Bölüm 2: Osmanlı'nın kutlu düğünü

10 3 0
                                    

Sultan Murat sessizce kitabını okurken kapıkulu ağası kapısını çaldı ve içeriye girdi.

"Hünkarım, Gülnuş Sultan geldiler."

"Gelsin." Gülnuş Sultan içeriye girdiğinde huzura durdu. Sultan Murat elindeki kitabı kapatıp divanın üstüne bıraktı.

"Murat." Dedi Gülnuş Sultan.

"Ben bir şeyler duydum." Murat derin bir nefes verdi.

"Mihrişah'tan mı bahsediyorsun?" Dediğinde Gülnuş başını eğip burnundan güldü sinirle.

"Murat bu gerçek mi? Nasıl böyle bir şey yapabilirsin? Bunu senden duymak isterdim bir başkası yerine, açıklamayı çok görecek kadar mı önemsemedin beni?!" Dedi sitemkar bir sesle.

"Açıklayacak bir durum yoktu Gülnuş, Fülhane'yi nasıl kabul etmiştin?"

"O senin nikahlın değil! Ama bu hatuna nikah kıyacakmışsın, hatun prenses. Bana bir düğünü çok görmüştünüz Murat, şimdi düğün hazırlığı yapıyorsun!"

"Hünkarım böyle emretti Gülnuş, hasta yatağındaki babama nasıl karşı gelirdim!"

"Tek sebep devlet meselesi olduğu için yani, Sultan Mustafa Han'ımız böyle emrettiği için değil mi? Başka bir sebebi yok değil mi?" Diye sordu sesini yükselterek.

Gülnuş ise istediği cevabı alamadı, Sultan Murat sorulan soru karşısında susuyordu! Başka bir sebebi yok demesi gerekmez miydi? Niye susuyordu? Bu durum Gülnuş Sultan'ı çileden çıkartıyordu, yoksa Sultan Murat prensesi seviyor muydu?

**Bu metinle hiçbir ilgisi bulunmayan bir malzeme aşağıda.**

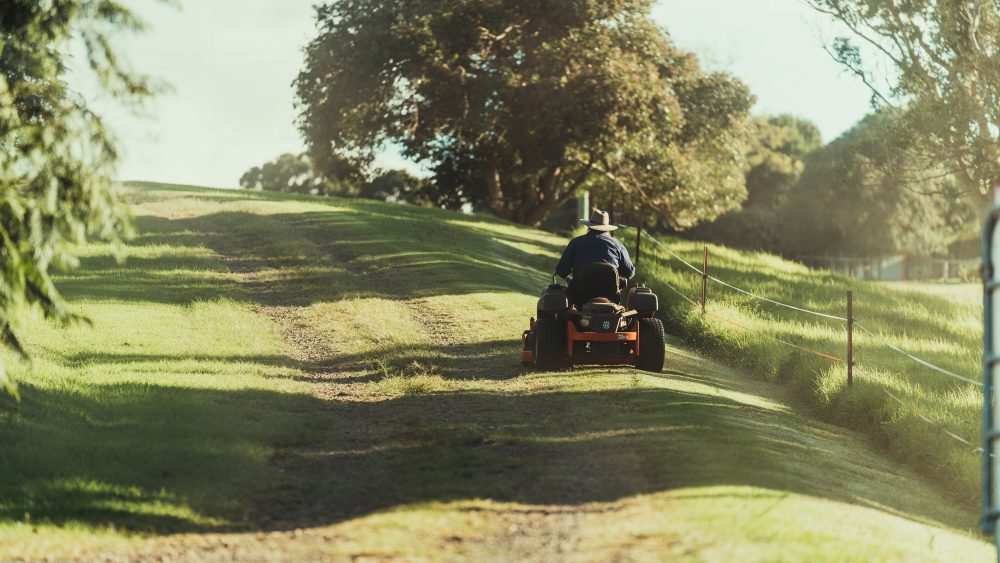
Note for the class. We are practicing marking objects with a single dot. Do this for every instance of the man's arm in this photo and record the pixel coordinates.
(565, 266)
(625, 268)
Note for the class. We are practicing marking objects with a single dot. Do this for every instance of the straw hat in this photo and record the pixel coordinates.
(599, 221)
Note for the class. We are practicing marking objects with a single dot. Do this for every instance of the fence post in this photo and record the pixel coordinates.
(850, 338)
(704, 280)
(638, 236)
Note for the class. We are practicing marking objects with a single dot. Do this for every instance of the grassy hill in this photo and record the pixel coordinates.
(298, 378)
(939, 323)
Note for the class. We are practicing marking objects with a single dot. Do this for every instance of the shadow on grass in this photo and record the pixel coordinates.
(144, 457)
(564, 448)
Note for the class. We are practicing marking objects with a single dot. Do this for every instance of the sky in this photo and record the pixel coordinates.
(230, 65)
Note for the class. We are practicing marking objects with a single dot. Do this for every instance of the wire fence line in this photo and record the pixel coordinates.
(877, 337)
(920, 361)
(738, 289)
(744, 327)
(933, 423)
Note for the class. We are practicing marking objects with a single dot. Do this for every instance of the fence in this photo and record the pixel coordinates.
(849, 320)
(896, 268)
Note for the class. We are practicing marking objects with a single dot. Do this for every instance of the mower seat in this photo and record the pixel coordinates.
(599, 279)
(602, 306)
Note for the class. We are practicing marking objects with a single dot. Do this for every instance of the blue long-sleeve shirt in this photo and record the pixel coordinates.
(595, 246)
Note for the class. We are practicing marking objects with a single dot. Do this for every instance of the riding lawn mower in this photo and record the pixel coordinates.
(584, 324)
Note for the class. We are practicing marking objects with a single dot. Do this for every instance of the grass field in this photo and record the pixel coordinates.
(941, 323)
(290, 378)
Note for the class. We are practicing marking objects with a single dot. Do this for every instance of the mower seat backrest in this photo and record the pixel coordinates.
(599, 279)
(601, 306)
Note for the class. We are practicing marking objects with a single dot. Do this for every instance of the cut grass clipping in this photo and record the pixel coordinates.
(939, 323)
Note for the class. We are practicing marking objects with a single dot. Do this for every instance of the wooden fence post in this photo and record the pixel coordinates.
(704, 280)
(638, 237)
(850, 338)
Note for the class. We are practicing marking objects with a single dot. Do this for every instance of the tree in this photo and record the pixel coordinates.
(777, 148)
(517, 104)
(56, 157)
(775, 158)
(397, 186)
(288, 173)
(850, 199)
(946, 61)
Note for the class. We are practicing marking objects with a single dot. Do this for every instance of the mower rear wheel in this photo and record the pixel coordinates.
(550, 344)
(652, 345)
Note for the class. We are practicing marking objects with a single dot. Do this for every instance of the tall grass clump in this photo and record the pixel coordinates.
(946, 332)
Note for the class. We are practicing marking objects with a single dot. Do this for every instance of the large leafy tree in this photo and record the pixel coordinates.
(776, 152)
(56, 157)
(944, 57)
(850, 199)
(517, 104)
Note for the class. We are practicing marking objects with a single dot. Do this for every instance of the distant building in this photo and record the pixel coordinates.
(898, 267)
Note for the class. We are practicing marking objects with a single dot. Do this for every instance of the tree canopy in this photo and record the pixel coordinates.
(292, 173)
(776, 152)
(56, 157)
(517, 104)
(945, 60)
(850, 198)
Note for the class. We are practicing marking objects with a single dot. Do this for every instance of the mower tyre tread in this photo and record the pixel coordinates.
(652, 345)
(550, 344)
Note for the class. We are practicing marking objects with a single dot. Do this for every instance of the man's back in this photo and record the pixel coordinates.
(595, 246)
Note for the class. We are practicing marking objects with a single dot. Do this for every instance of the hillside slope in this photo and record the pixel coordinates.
(293, 378)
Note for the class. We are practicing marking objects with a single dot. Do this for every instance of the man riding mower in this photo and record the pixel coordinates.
(584, 324)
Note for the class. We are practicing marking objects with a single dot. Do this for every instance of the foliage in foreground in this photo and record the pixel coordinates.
(517, 105)
(56, 158)
(945, 332)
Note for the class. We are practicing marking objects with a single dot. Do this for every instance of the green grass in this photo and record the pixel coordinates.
(293, 378)
(941, 323)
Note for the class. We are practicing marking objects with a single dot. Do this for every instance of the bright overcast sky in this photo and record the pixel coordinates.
(231, 63)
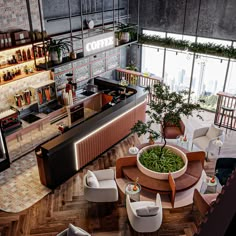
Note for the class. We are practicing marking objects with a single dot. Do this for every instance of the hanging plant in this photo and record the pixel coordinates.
(204, 48)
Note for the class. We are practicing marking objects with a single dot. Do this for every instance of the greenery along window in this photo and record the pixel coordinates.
(207, 48)
(208, 79)
(178, 66)
(205, 74)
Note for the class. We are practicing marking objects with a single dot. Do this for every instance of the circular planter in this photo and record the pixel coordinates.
(54, 57)
(159, 175)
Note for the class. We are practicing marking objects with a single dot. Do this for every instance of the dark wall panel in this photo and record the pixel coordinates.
(91, 9)
(217, 18)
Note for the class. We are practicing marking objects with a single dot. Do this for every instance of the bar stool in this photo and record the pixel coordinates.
(230, 112)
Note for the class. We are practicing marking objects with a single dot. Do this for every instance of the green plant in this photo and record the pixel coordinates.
(127, 28)
(58, 46)
(152, 160)
(165, 107)
(132, 67)
(207, 48)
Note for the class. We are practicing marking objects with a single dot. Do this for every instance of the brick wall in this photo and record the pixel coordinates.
(14, 15)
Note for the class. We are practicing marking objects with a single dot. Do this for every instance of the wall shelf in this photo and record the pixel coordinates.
(84, 14)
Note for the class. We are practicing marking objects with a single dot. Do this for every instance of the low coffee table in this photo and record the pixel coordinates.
(134, 195)
(180, 142)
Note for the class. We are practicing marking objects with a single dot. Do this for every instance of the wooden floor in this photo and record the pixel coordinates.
(67, 205)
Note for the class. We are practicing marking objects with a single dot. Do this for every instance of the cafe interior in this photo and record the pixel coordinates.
(117, 118)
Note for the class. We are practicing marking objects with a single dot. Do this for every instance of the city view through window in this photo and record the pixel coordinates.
(205, 75)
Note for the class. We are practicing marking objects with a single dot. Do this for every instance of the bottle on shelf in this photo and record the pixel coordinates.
(18, 55)
(13, 73)
(29, 57)
(18, 70)
(14, 59)
(40, 52)
(24, 55)
(4, 76)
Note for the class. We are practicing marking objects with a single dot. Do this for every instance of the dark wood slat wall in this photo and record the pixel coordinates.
(66, 204)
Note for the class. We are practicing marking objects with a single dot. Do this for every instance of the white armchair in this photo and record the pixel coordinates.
(100, 186)
(145, 216)
(204, 138)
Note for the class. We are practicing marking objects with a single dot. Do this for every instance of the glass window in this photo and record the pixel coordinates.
(175, 36)
(152, 60)
(231, 78)
(178, 69)
(215, 41)
(159, 33)
(208, 79)
(189, 38)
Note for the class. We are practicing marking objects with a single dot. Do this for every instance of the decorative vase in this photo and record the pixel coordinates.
(55, 58)
(151, 140)
(124, 37)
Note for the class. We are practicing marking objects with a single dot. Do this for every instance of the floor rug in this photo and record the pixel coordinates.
(20, 185)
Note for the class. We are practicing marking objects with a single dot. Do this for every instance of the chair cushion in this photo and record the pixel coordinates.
(213, 132)
(172, 132)
(223, 174)
(75, 231)
(210, 198)
(107, 183)
(201, 142)
(92, 180)
(147, 211)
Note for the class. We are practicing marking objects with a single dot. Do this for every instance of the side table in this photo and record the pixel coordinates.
(134, 195)
(208, 186)
(180, 142)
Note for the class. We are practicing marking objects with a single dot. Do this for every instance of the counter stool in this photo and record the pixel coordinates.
(230, 112)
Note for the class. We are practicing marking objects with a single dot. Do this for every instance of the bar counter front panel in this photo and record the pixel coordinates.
(60, 158)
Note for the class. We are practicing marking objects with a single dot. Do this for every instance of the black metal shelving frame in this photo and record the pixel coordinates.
(80, 34)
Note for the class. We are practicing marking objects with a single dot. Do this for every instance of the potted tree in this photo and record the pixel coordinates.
(55, 49)
(165, 107)
(126, 33)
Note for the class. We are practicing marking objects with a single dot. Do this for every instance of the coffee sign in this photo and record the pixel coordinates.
(99, 43)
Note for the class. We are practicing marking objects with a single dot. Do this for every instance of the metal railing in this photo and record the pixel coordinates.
(138, 79)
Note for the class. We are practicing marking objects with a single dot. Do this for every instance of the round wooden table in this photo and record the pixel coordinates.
(126, 168)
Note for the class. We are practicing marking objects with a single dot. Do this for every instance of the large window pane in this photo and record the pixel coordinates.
(152, 60)
(178, 69)
(157, 33)
(231, 79)
(175, 36)
(208, 79)
(215, 41)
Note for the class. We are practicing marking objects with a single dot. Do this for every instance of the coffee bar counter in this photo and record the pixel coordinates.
(61, 157)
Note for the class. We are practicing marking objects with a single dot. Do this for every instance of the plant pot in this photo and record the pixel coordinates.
(124, 37)
(159, 175)
(54, 57)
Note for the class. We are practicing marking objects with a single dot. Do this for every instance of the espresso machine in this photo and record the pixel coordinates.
(27, 96)
(70, 85)
(18, 99)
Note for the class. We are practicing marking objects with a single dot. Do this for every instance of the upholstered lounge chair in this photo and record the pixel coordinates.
(144, 216)
(73, 231)
(204, 138)
(203, 202)
(101, 187)
(224, 168)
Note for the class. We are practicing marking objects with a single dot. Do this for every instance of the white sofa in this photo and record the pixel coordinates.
(203, 138)
(106, 188)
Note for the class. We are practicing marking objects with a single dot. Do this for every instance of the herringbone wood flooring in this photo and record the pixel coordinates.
(66, 204)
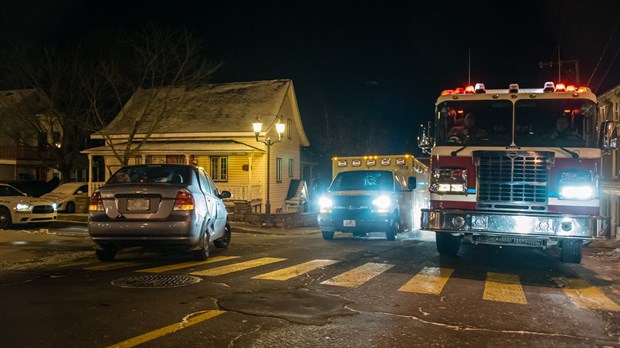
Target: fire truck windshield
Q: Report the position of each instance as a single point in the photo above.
(536, 122)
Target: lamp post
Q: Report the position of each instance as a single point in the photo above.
(258, 126)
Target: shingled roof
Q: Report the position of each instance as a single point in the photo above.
(227, 107)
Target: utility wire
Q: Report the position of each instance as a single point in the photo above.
(604, 50)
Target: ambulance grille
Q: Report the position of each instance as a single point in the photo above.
(513, 180)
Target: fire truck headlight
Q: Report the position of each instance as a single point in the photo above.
(325, 205)
(577, 184)
(382, 204)
(582, 192)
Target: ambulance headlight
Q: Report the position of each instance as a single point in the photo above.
(325, 205)
(577, 184)
(382, 204)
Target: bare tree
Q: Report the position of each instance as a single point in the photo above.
(154, 66)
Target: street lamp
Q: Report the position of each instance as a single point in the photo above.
(258, 126)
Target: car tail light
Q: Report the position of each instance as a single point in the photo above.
(184, 201)
(96, 203)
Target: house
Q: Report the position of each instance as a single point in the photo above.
(211, 126)
(23, 155)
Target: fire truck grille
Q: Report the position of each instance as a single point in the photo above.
(513, 180)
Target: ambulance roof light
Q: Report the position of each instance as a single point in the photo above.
(549, 87)
(513, 88)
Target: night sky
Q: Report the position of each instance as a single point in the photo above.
(380, 63)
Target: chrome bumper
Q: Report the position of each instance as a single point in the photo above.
(541, 225)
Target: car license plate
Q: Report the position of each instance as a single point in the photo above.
(137, 204)
(348, 223)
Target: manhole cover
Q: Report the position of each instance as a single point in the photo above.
(156, 281)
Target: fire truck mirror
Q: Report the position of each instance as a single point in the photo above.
(424, 138)
(411, 183)
(608, 137)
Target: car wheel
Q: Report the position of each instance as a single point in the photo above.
(5, 218)
(447, 244)
(106, 254)
(571, 250)
(223, 242)
(202, 254)
(394, 228)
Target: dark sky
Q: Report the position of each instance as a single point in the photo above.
(381, 61)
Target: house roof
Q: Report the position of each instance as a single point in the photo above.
(170, 147)
(217, 108)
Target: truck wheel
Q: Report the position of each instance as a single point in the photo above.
(5, 218)
(328, 235)
(447, 244)
(106, 254)
(394, 228)
(571, 250)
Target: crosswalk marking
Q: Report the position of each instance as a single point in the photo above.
(294, 271)
(584, 295)
(112, 265)
(237, 266)
(187, 264)
(502, 287)
(359, 275)
(430, 280)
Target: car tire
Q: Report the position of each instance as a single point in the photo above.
(5, 218)
(70, 209)
(571, 250)
(106, 254)
(447, 244)
(328, 235)
(223, 242)
(202, 254)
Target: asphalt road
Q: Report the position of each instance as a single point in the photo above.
(293, 289)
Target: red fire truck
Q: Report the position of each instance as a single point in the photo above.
(515, 167)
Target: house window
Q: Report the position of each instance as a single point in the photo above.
(291, 169)
(289, 128)
(278, 169)
(219, 168)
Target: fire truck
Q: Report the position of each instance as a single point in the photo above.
(526, 173)
(374, 194)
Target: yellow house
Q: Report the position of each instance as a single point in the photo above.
(211, 126)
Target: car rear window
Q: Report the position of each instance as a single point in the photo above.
(171, 174)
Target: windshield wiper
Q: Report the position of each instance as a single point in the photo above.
(572, 153)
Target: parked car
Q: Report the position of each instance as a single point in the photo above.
(65, 195)
(158, 206)
(17, 208)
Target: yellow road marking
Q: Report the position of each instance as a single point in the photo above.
(502, 287)
(187, 264)
(430, 280)
(584, 295)
(149, 336)
(294, 271)
(112, 265)
(359, 275)
(237, 266)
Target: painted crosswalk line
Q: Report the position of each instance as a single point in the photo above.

"Yok desene Murat! Konuşsana ne diye susarsın?" Sultan Murat hala konuşmuyordu.

"Murat bitti mi bizim aşkımız? Onca senemizi nasıl bitirirsin?" Sultan Murat derin bir nefes verdi.

"Gülnuş kalbini kırmak istemiyorum, çekilebilirsin!" Dedi hafif yüksek sesiyle.

Gülnuş'un kalbi zaten çoktan kırılmıştı, Murat'ın onu kovması da zoruna gitmişti. Ne olmuştu bu adama, Saruhan'daki şehzade bu adam mıydı gerçekten?

Sultan Murat ne aşkından bahsediyorsun diye bağırmak istemişti suratına, Gülnuş ne aşkından bahsediyordu ki?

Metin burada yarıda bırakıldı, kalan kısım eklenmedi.